Une réclamation est déposée, l’équipement d’Onishchenko vérifié : son épée était en réalité reliée à un dispositif permettant de faire s’allumer la table de marque. La sanction est immédiate : toute l’équipe est exclue. C’est d’autant plus surprenant que l’Ukrainien était archi favori, considéré comme un grand spécialiste de la discipline. Une réputation déjà acquise en trichant ?

Médaille d’or du dictateur qui ne pense pas que « l’important, c’est de participer »

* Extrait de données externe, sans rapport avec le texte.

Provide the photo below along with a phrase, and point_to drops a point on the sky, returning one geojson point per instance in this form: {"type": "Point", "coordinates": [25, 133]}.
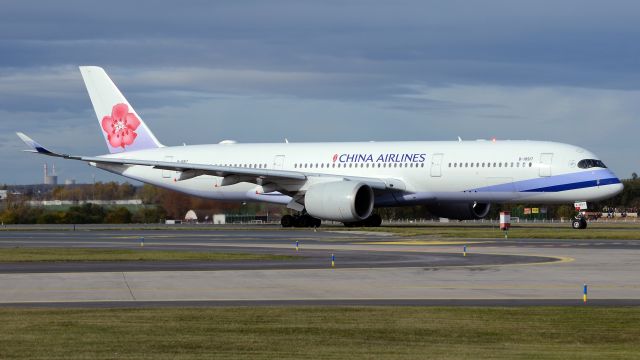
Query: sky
{"type": "Point", "coordinates": [261, 71]}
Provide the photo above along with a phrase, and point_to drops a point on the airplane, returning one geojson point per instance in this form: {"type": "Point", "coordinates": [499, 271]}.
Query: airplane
{"type": "Point", "coordinates": [345, 181]}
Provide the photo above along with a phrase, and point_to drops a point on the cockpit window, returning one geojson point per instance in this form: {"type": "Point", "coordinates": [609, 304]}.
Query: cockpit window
{"type": "Point", "coordinates": [589, 163]}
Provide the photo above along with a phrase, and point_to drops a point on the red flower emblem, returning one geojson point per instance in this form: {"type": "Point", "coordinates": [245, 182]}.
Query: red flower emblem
{"type": "Point", "coordinates": [120, 126]}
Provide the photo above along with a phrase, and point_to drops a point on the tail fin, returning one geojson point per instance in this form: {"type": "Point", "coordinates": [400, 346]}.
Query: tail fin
{"type": "Point", "coordinates": [121, 126]}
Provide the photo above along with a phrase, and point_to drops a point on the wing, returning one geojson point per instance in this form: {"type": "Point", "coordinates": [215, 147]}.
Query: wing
{"type": "Point", "coordinates": [230, 174]}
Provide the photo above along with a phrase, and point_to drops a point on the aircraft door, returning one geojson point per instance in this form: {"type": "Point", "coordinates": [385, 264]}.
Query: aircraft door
{"type": "Point", "coordinates": [545, 164]}
{"type": "Point", "coordinates": [166, 174]}
{"type": "Point", "coordinates": [278, 162]}
{"type": "Point", "coordinates": [436, 165]}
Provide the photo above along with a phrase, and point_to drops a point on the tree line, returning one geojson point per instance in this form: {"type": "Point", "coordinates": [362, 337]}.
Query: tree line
{"type": "Point", "coordinates": [160, 204]}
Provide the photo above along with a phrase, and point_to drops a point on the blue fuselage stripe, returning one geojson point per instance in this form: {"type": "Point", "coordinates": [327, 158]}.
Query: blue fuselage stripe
{"type": "Point", "coordinates": [575, 185]}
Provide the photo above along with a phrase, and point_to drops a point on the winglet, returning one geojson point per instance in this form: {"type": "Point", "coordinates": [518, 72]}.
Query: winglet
{"type": "Point", "coordinates": [35, 147]}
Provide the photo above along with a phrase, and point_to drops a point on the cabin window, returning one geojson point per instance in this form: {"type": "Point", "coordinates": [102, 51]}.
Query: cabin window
{"type": "Point", "coordinates": [590, 163]}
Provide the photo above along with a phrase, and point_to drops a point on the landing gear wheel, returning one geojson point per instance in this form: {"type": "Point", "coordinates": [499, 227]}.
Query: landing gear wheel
{"type": "Point", "coordinates": [374, 220]}
{"type": "Point", "coordinates": [287, 221]}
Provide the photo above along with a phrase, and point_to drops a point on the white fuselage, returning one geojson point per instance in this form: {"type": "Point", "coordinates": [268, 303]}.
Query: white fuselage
{"type": "Point", "coordinates": [426, 172]}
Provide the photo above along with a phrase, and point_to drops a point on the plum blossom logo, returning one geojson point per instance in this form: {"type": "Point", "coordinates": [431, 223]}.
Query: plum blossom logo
{"type": "Point", "coordinates": [120, 126]}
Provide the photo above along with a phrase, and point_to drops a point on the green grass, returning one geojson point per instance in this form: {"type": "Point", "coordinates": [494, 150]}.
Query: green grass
{"type": "Point", "coordinates": [93, 254]}
{"type": "Point", "coordinates": [321, 333]}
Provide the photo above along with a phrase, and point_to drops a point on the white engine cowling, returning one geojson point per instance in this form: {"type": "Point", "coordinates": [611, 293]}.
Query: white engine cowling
{"type": "Point", "coordinates": [344, 201]}
{"type": "Point", "coordinates": [461, 211]}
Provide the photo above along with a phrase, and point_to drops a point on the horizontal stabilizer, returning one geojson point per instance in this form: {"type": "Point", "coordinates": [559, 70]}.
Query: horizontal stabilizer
{"type": "Point", "coordinates": [36, 147]}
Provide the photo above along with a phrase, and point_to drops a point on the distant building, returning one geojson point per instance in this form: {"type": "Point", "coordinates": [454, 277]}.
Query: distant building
{"type": "Point", "coordinates": [50, 179]}
{"type": "Point", "coordinates": [191, 216]}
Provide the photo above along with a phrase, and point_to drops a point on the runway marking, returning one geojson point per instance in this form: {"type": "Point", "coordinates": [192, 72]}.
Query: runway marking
{"type": "Point", "coordinates": [425, 242]}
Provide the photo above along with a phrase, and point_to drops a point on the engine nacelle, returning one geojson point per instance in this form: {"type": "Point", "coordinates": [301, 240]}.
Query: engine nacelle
{"type": "Point", "coordinates": [461, 211]}
{"type": "Point", "coordinates": [344, 201]}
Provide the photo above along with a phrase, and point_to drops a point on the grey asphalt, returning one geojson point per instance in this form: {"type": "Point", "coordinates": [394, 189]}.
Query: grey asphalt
{"type": "Point", "coordinates": [271, 241]}
{"type": "Point", "coordinates": [369, 270]}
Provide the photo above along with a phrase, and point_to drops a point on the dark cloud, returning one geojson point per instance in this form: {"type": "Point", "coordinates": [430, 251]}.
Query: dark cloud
{"type": "Point", "coordinates": [331, 70]}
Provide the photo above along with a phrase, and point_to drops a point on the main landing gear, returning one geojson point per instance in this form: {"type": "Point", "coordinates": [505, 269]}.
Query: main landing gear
{"type": "Point", "coordinates": [579, 223]}
{"type": "Point", "coordinates": [300, 221]}
{"type": "Point", "coordinates": [372, 221]}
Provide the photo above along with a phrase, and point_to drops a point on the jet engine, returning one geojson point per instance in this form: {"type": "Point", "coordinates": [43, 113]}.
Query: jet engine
{"type": "Point", "coordinates": [344, 201]}
{"type": "Point", "coordinates": [461, 211]}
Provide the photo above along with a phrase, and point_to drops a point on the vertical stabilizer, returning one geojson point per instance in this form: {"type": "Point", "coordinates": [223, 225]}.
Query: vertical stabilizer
{"type": "Point", "coordinates": [121, 126]}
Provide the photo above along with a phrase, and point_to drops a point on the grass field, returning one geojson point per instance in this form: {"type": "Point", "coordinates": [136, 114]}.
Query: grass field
{"type": "Point", "coordinates": [321, 333]}
{"type": "Point", "coordinates": [93, 254]}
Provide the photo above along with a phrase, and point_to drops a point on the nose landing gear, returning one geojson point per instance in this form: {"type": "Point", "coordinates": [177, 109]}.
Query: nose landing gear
{"type": "Point", "coordinates": [579, 223]}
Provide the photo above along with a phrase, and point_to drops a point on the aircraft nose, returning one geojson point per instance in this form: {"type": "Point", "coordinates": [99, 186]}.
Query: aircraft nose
{"type": "Point", "coordinates": [616, 188]}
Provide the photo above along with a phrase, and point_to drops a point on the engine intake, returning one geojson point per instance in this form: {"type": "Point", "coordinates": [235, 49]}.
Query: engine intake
{"type": "Point", "coordinates": [340, 201]}
{"type": "Point", "coordinates": [461, 211]}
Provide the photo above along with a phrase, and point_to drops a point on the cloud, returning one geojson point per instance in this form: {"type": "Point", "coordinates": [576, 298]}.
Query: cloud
{"type": "Point", "coordinates": [409, 69]}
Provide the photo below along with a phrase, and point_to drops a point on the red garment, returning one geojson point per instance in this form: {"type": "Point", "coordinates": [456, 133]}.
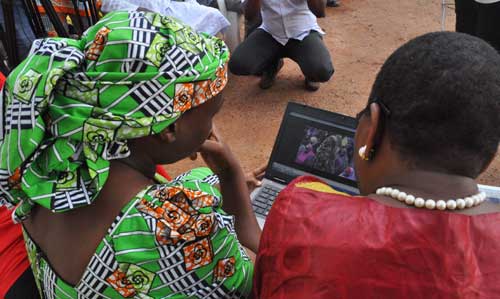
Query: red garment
{"type": "Point", "coordinates": [323, 245]}
{"type": "Point", "coordinates": [13, 258]}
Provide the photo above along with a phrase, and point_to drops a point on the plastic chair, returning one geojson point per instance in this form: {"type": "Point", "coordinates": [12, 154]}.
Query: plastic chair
{"type": "Point", "coordinates": [232, 36]}
{"type": "Point", "coordinates": [445, 4]}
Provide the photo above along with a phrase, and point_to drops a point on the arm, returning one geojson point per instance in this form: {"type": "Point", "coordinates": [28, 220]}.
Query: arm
{"type": "Point", "coordinates": [236, 198]}
{"type": "Point", "coordinates": [317, 7]}
{"type": "Point", "coordinates": [252, 9]}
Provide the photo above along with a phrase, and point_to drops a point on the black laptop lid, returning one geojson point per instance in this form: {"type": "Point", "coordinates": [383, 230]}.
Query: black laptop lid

Entre mauvais perdant et perdant qui peuvent devenir très mauvais, il n’y a qu’un pas. Un pas que l’empereur romain Néron – oui, on a remonté le temps jusqu’en 67, dans la Grèce Antique – aurait probablement allègrement franchi. L’homme est tyrannique, a fait assassiner ses proches, tue tous ceux qu’il juge dangereux.

Alors lorsqu’il demande que les Jeux se tiennent avec un an d’avance, personne ne s’y oppose. De même, quand il impose un concours de chant et de poésie – ses spécialités –, personne n’y trouve rien à redire. Il gagne allègrement… il faut dire qu’il était seul en lice. Néron fait également ajouter une course de chars à dix chevaux. Devinez qui la remporta malgré sa chute ?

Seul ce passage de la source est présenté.